Tuesday, April 11, 2023

NASAA, seven state securities regulators reach $10.2M settlement with Robinhood

By Jay Fishman, J.D.

California and Texas securities regulators joined the regulators of Alabama, Colorado, Delaware, New Jersey, South Dakota and the North American Securities Administrators Association, Inc. (NASAA) in settling with Robinhood Financial LLC for $10.2 million. Robinhood was specifically penalized for:
  • Negligent dissemination of inaccurate information to customers particularly concerning margin and risk associated with multi-leg option spreads;
  • Failure to have a reasonably designed customer identification program;
  • Failure to supervise technology critical to providing customers with core broker-dealer services;
  • Failure to have a reasonably designed system for dealing with customer inquiries;
  • Failure to exercise due diligence before approving certain option accounts; and
  • Failure to report all customer complaints to the Financial Industry Regulatory Authority (FINRA) and state securities regulators, as required.
The above-mentioned failures were sparked by the March 2020 Robinhood platform outages, when hundreds of thousands of investors were relying on the Robinhood app to make trades but were unable to do so.
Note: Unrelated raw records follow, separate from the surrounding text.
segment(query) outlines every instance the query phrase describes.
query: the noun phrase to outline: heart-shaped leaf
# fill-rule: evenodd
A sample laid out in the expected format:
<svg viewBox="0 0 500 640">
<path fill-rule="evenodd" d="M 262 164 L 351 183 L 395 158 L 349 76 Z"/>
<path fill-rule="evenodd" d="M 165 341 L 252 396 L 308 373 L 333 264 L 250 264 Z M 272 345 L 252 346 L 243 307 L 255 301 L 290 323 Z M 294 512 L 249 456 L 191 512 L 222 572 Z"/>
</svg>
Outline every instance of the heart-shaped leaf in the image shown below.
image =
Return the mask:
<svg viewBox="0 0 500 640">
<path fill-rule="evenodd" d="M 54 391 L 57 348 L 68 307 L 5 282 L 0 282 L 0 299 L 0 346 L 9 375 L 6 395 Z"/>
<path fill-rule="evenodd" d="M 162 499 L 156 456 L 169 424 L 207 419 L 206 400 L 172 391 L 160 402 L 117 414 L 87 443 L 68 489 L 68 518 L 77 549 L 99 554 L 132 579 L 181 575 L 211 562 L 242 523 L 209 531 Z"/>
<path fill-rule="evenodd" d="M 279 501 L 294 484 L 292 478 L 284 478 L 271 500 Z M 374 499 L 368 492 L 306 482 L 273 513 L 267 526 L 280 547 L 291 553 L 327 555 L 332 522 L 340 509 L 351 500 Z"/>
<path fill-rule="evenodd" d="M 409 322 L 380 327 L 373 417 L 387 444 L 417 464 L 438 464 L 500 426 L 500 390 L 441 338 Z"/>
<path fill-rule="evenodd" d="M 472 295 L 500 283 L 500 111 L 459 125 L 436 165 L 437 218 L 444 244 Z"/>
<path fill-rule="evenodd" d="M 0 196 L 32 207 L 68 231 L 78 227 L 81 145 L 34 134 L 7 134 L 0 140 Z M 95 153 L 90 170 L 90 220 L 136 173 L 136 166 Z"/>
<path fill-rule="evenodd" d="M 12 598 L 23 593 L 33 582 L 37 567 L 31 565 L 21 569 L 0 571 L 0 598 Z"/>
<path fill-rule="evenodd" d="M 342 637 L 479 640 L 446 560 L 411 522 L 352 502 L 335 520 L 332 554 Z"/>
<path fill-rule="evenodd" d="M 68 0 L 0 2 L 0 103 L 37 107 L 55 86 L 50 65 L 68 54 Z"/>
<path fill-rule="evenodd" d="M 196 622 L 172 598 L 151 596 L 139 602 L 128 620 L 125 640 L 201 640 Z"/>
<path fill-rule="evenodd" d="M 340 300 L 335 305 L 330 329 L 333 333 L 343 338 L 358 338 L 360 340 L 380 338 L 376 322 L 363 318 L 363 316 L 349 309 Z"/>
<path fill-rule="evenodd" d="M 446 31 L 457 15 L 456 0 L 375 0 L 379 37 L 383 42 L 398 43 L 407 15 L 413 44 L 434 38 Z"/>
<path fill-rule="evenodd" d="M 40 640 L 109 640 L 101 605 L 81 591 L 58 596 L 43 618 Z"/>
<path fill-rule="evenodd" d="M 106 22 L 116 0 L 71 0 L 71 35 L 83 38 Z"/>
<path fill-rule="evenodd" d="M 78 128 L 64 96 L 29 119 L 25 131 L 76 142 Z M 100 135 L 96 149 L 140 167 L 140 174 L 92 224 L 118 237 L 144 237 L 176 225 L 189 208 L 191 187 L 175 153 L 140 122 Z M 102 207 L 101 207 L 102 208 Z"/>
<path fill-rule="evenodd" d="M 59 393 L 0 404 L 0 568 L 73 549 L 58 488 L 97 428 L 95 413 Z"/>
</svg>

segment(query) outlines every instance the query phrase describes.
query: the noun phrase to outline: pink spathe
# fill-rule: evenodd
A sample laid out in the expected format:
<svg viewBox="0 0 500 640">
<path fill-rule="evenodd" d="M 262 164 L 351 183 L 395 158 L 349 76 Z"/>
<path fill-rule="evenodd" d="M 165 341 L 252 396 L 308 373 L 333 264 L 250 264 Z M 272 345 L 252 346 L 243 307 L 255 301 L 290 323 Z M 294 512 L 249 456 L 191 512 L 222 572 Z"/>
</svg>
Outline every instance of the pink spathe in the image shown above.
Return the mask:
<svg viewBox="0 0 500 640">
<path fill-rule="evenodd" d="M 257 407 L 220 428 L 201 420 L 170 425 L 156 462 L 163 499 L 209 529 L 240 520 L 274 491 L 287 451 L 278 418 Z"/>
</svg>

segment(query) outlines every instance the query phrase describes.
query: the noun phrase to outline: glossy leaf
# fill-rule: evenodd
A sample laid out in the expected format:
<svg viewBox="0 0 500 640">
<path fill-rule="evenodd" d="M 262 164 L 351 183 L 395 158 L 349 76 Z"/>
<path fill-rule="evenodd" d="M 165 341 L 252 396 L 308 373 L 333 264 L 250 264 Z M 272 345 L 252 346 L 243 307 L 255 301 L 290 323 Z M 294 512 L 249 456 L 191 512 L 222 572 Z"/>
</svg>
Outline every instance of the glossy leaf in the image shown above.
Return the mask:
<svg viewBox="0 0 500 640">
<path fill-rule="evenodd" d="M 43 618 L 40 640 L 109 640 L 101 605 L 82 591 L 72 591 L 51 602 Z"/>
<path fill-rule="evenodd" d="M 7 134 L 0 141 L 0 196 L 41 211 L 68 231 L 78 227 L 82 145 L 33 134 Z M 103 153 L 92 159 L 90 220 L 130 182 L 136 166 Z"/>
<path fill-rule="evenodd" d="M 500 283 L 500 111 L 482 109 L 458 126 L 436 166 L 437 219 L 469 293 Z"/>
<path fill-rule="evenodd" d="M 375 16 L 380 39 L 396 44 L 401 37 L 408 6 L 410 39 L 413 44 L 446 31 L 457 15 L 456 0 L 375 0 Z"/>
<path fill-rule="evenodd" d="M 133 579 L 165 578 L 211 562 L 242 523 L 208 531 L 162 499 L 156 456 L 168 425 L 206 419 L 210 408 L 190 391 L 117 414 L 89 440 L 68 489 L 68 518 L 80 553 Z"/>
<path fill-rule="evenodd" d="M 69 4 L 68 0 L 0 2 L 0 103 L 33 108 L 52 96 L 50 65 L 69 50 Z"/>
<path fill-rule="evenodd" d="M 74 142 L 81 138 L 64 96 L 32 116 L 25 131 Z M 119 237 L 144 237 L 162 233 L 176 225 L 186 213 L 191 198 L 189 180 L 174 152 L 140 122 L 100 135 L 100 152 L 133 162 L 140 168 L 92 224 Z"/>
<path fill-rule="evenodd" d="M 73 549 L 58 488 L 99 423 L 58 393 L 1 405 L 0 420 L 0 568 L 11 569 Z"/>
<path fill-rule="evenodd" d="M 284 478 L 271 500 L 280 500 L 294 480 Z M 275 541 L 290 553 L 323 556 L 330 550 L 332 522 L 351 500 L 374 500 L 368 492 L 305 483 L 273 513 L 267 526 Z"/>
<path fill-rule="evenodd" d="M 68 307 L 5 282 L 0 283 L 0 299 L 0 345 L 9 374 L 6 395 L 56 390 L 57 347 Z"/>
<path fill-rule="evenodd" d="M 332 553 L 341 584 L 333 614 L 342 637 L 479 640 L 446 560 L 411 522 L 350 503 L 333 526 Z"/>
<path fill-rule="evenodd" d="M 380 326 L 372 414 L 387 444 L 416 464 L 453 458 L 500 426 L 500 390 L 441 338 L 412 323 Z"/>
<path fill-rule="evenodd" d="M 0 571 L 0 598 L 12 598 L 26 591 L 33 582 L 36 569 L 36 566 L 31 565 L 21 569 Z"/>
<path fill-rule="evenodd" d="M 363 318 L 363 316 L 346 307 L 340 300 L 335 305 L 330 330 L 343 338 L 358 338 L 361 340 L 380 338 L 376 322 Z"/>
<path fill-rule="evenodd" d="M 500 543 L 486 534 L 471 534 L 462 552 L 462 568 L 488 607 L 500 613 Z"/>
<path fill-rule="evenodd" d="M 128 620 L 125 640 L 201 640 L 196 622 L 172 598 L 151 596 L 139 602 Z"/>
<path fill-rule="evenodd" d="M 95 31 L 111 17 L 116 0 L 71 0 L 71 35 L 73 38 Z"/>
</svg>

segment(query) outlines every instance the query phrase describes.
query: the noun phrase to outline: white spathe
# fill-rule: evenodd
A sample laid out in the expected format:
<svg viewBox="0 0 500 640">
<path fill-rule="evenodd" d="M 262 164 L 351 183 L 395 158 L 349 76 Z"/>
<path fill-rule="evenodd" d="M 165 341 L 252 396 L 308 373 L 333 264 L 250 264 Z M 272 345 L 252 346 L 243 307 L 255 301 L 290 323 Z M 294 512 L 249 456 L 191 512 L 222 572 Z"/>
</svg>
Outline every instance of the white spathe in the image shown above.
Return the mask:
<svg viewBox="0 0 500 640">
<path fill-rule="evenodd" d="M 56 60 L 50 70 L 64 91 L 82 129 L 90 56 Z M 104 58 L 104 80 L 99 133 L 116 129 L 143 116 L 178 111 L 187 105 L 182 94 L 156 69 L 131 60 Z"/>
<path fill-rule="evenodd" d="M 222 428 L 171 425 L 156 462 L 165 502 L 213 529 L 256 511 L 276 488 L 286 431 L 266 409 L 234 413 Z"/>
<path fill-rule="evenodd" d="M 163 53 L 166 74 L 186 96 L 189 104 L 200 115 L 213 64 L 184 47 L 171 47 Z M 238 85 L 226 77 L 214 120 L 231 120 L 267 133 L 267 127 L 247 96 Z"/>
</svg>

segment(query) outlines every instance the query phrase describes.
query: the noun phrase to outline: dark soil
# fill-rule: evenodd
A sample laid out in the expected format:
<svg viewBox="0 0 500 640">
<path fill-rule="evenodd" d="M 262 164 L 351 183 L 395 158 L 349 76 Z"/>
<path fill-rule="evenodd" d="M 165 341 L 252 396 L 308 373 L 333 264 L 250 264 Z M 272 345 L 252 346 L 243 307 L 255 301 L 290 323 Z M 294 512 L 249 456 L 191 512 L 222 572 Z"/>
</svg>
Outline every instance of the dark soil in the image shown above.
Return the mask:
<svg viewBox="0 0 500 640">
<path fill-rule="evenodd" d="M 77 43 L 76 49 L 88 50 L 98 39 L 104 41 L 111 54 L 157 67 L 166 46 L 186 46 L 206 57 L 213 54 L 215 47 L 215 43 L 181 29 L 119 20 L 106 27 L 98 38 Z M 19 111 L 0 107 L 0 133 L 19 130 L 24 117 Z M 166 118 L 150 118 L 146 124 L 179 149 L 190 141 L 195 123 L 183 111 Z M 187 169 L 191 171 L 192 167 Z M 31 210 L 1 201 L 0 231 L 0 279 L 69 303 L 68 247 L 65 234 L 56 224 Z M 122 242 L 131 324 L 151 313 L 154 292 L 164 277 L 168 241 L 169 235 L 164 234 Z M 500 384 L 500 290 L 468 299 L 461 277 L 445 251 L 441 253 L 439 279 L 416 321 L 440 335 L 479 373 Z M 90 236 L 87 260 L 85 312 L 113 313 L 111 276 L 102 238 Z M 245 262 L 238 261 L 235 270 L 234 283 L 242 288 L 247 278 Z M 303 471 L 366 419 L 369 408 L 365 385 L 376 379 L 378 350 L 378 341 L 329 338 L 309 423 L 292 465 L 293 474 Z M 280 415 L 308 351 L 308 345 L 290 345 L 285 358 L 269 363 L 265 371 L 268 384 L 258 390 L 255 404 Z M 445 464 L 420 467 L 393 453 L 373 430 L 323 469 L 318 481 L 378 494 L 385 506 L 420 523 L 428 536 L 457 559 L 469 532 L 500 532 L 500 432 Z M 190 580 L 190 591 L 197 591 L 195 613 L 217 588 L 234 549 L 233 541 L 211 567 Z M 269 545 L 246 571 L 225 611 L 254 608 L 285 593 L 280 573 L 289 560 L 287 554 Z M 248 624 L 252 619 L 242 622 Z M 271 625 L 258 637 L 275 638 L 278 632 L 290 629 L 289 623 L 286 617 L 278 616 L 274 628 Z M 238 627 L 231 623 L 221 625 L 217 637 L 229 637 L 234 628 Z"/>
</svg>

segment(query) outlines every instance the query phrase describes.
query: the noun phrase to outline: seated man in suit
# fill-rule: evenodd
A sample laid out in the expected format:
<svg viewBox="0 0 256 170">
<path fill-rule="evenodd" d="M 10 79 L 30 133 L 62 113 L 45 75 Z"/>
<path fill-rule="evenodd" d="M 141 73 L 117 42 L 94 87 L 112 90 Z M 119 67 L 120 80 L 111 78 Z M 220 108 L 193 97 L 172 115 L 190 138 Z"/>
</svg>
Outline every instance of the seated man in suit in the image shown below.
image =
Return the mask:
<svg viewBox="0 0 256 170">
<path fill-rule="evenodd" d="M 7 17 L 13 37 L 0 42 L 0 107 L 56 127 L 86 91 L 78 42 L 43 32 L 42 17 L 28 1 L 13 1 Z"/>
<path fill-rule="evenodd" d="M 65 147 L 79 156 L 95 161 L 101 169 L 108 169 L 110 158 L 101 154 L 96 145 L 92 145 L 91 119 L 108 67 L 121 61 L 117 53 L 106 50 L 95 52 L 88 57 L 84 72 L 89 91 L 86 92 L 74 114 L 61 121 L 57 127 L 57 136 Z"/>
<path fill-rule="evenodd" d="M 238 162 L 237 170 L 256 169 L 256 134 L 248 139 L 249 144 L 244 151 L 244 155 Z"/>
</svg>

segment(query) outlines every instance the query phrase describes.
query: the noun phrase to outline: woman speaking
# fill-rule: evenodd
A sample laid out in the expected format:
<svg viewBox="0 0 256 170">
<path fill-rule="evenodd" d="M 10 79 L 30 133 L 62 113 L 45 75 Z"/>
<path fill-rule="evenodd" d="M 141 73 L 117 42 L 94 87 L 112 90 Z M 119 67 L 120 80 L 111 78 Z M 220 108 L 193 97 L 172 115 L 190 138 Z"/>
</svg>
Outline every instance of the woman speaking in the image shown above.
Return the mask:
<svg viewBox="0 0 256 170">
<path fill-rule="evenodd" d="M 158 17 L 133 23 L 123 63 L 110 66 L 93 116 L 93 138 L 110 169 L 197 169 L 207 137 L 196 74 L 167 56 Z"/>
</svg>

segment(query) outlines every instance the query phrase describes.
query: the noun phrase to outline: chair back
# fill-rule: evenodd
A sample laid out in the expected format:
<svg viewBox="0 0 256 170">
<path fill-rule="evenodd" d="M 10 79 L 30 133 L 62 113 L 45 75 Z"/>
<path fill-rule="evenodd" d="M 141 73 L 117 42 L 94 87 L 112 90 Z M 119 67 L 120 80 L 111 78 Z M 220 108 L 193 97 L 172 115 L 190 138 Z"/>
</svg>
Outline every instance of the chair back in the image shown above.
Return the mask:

NASAA’s President Andrew Hartnett stated “Today’s multistate agreement represents states at their best – working together for the benefit of Main Street investors.” Texas Securities Commissioner Travis Iles said “We are pleased with the good work of the states and with Robinhood for implementing meaningful changes to its operations that will benefit retail investors. Texas also extends its appreciation to Director Joe Borg, Alabama Securities Commission, for his relentless, quality efforts in effectuating the states’ most recent result for our investors.”